Again, crammed into the narrow space between electromagnetic energy emitting technology, I waited and waited and waited for a pat-down. Then I waited some more. I could see my friends and my wife across the terminal, watching for me to emerge. My iPad, phone, wallet and other personal property was in some unseen place as scores of other travelers picked-up their gear and moved through. I waited some more. A gentleman came up behind me. The screener/hall monitor asked if he wanted to go through the millimeter scanner. “I decline,” is all he said.
With two of us filling the space, after a couple of more minutes, they finally brought over staff to do the pat-downs.
Last week The New York Times headlined a long piece, Catching a Flight? Budget Hours, Not Minutes, for Security [ www.nytimes.com 5/2/16]. The article quoted the head of the Charlotte airport calling the T.S.A. ability to screen passengers on Good Friday a “fiasco.” The number of screeners has declined by about 5,800 due to budget cuts. Washington’s answer is to hire 768 screeners. That will still leave airlines with unhappy passengers missing flights, “But, there’s not much airlines can do, except warn passengers to show-up three hours before takeoff…”
My group had almost three hours between flights in Denver. Our overpriced late lunch got delayed while I waited and finally went through my pat-down. The screener was less intrusive than his Phoenix colleague but added a new wrinkle. My bins of items, including a canvas bag for under the seat with my Cardinals road hat, part of a newspaper, my iPad and other items were all spread out on a steel counter and individually examined: what the screener hoped to see that had escaped many rads of x-rays baffled me, but it took another five minutes.

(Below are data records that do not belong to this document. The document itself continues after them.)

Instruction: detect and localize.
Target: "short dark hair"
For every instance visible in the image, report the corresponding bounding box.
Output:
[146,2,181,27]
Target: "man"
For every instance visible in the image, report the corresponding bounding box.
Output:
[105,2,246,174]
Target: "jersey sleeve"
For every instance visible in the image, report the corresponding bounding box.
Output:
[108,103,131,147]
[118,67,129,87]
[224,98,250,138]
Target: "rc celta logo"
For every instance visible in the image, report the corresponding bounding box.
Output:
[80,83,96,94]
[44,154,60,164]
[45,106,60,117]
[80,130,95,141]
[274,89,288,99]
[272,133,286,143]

I was asked why I wasn’t TSA-Pre, paying the $85 to avoid some of the hassles (the theory being that people with extra money are less likely to blow-up airplanes?). Well, my friends were TSA-Pre – and were signaled out for ‘extra screening,’ including pat-downs (even after they chose a line as far from me as they could).

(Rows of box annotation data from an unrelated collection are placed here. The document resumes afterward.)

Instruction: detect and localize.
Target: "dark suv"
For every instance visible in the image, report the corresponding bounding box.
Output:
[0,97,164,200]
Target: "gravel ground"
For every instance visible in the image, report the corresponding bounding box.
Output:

When I was a kid I have a vague memory of an American propaganda film telling us how bad things were in the Soviet Union. The prime example was that Soviets couldn’t move about their nation without special permission and special identification. In the Clint Eastwood Cold War flick Firefox (1982), the hard part of getting old stone eyes in position to steal a revolutionary Soviet fighter plane prototype was getting him through the internal checkpoints with a dead man’s I.D. (Yes, Clint’s friends wasted him for his I.D. but he was a bad guy so it was cool.)
Here we are in the United States now tolerating a system where low-level agents of the government decide if we get to exercise our constitutional right to travel freely.
Imagine if a Clayton cop stopped lunch time strollers on Central Avenue and stuck his gloved hands in other people’s pants in full view of other citizens? His probable cause – they were on the street.
The Tea Party would start the demonstrations before happy hour. As they should.
So let’s go over the Transportation Security Administration conundrum. To protect Americans and the constitution we cherish, T.S.A. violates our personal privacy, ‘humiliates’ women in wheelchairs, put hands inside our underwear and threatens to prevent us from using our purchased airline tickets. Kind of like destroying a village to pacify it, we let government violate our rights to protect them.
Yes, terrorism is real. But is the response intelligent and effective? Tests of T.S.A. effectiveness inevitably find mock guns and explosives getting through screenings. The ‘intelligent’ part I think has been already answered.
And people wonder why I hate to fly.